Menurut Sri, pertunjukan ini tidak bergerak melalui alur cerita linear, melainkan lewat “tonalitas, jeda, dan ingatan kolektif dari pengalaman mengaji.”

Yang menarik, Hikayat Perahu juga memadukan berbagai unsur budaya Indonesia sekaligus. Restu Imansari Kusumaningrum mengatakan pertunjukan ini menggabungkan nyanyian dan gerak dari tradisi Aceh, Minangkabau, Melayu, hingga Jawa Timur dalam bentuk panggung kontemporer.

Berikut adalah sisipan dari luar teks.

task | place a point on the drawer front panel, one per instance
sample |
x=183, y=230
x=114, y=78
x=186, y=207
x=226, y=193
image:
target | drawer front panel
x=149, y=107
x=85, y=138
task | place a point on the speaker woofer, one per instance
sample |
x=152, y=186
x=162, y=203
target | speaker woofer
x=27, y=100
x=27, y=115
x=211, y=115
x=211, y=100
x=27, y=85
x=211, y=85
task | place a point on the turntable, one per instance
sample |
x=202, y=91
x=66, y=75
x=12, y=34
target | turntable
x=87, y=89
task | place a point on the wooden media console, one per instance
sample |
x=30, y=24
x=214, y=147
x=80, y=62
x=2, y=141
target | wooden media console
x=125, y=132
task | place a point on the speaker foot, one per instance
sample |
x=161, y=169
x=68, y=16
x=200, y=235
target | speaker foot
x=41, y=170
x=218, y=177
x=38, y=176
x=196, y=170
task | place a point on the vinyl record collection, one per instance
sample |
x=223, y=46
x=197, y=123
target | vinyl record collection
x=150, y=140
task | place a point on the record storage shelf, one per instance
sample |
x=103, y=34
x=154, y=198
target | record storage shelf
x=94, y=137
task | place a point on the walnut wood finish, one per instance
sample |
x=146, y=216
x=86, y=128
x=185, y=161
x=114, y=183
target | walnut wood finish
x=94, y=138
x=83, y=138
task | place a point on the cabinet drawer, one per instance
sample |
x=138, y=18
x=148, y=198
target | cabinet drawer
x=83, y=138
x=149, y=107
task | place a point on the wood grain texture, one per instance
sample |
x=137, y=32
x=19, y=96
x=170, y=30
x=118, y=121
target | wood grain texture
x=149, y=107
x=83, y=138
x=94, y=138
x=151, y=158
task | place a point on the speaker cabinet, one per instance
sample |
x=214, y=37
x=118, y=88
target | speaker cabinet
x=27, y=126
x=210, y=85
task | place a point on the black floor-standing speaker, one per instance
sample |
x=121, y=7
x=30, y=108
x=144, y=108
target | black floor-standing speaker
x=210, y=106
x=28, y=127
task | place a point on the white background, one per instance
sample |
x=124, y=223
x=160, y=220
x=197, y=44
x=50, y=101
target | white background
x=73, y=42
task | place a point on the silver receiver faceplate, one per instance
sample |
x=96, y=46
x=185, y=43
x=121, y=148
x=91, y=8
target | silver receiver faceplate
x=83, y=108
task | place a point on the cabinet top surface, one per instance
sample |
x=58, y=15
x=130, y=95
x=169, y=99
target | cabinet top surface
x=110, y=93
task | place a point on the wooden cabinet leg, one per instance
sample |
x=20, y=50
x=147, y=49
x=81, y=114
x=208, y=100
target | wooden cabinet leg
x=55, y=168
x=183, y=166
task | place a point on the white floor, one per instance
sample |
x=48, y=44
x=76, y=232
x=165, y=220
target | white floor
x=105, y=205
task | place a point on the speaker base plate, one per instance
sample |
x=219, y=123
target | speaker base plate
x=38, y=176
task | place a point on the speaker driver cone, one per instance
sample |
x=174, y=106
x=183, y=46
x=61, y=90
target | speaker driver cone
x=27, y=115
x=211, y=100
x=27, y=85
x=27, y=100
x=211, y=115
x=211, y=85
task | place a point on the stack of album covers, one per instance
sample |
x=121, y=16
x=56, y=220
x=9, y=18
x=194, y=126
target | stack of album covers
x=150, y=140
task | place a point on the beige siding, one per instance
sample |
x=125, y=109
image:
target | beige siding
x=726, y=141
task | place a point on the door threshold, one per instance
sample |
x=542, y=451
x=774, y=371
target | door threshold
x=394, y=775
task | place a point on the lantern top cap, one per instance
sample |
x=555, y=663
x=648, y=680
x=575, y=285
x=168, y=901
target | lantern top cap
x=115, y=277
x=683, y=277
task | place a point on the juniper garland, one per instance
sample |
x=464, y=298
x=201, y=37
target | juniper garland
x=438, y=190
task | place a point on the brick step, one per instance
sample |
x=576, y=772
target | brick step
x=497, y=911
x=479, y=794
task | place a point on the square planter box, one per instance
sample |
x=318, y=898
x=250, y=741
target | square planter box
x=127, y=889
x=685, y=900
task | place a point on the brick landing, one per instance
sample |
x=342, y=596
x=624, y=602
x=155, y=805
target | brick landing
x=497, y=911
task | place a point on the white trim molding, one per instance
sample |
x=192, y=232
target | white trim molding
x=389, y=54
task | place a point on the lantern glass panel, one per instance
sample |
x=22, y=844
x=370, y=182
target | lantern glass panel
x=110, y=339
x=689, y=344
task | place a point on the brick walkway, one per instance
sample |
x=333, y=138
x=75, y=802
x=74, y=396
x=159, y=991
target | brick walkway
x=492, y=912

Di panggung Biennale Venesia, Indonesia tampaknya tidak sedang mencoba tampil paling modern atau paling futuristis. Dua karya ini justru menunjukkan hal yang berbeda: pengalaman lokal, ingatan kolektif, dan tradisi lama masih bisa dibawa ke panggung dunia tanpa kehilangan relevansinya.

Dan mungkin di situlah menariknya. Ketika banyak pertunjukan global sibuk mengejar teknologi panggung terbaru, Indonesia datang membawa sesuatu yang lebih dekat dengan kehidupan sehari-hari masyarakatnya sendiri: gunung yang sewaktu-waktu bisa meletus dan syair lama yang tetap hidup dari generasi ke generasi.